Both Zenko and Scot Merriam of SRM Projects Ltd. were in council chambers last Monday to present information about alternative energy and to come to a consensus on the city’s expectations for alternative power generation.
“There has been some criticism that Port Alberni doesn’t get the sun that we need to do solar,” said Zenko. “That’s simply not the case. Port Alberni does get a reasonable amount of sun and it can be commercially viable to produce solar generation. Turns out that we get 15 percent more than Germany, where solar is big.”
A number of buildings in the city, he added, are also well set up with the capacity to hold solar panels.
“About 25 percent of the Island’s power is generated on the island,” added Zenko. “So if we were ever to lose the connection to the mainland, we’re basically sitting high and dry out here. It would be nice to increase the capacity that is generated on the island and do our part in that.”
Zenko produced a report that had a number of suggestions for the city, including an option to suspend plans to issue an RFP and commission a Community Energy and Emissions Plan instead.
Mayor Mike Ruttan said he knows of a number of companies that are interested in partnering with the city in providing solar power. “For me, the point of issuing an RFP would be to basically see who’s out there and what they may be proposing for us that we can look at,” he said. “I do see it as an opportunity for us as a city to move in this particular direction.”
Councillor Ron Paulson expressed concern that solar power is inefficient in its generation, given the size of solar panels and the amount of power they generate. He wondered if technology would improve if the city waited a few more years.
Merriam replied that technology for solar modules today is approaching 20 percent efficiency, which is up from 15 percent, and costs are expected to go down until around 2022.
“It’s actually a very good time to get in on that technology,” he said.
As far as future technology is concerned, Merriam said that other possibilities are untested at this time. “We’re not really sure where some of these newer technologies are going to go,” he said. “The solar modules that are being produced right now are…a very safe bet for a long-term asset.”

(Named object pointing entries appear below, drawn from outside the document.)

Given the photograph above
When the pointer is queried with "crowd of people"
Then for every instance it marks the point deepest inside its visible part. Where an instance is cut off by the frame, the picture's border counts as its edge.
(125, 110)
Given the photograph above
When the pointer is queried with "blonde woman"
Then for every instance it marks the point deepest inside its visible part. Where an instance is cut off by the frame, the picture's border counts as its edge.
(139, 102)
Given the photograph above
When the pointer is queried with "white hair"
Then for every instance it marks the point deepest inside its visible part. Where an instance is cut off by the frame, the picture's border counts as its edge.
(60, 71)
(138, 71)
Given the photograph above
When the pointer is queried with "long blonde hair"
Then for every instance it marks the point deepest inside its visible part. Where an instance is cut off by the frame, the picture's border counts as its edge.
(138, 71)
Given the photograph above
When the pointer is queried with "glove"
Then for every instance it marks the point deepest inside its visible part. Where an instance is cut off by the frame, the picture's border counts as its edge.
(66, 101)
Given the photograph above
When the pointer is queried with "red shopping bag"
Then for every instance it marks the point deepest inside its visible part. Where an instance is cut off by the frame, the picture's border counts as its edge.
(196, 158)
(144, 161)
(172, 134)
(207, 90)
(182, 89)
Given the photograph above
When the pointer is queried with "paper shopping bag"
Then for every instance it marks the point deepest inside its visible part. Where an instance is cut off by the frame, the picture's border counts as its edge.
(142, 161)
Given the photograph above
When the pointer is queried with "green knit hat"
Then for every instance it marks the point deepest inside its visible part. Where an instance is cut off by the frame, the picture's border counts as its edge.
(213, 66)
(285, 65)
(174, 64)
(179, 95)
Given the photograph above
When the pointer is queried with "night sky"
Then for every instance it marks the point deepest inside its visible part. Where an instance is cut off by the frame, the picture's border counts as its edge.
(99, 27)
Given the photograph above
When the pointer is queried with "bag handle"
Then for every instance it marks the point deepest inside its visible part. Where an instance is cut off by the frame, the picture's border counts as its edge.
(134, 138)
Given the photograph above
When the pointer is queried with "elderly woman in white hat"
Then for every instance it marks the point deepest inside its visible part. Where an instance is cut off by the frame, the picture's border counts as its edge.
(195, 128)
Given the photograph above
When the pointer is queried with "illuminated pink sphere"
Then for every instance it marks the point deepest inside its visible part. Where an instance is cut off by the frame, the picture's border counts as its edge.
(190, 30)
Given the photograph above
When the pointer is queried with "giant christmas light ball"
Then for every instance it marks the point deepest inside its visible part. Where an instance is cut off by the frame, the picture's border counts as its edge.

In 2016, the city commissioned a report from Viridian Energy Co. to outline solar generation options for city-owned facilities. The Viridian Report has already looked at each city facility from a solar perspective.
Viridian installed a small solar panel system at the Bainbridge Water Treatment Plant in 2016 to offset power usage and test the technology.
A Community Energy Report, said Zenko, would probably come up with a lot of the same results that they already have. “Solar still is the [option] that’s the most proven at this point,” he said. “It’s the one with the cheapest startup and it’s the one you can implement now.
Council eventually agreed to issue an RFP for the supply and installation of solar PV arrays on one or more city-owned facilities, limiting the cost to what is available in the Carbon Fund.
“We want to see what’s out there,” said Ruttan. “I’d hate to see us lose an opportunity to get some additional benefit for the city both in the short term and the long term.”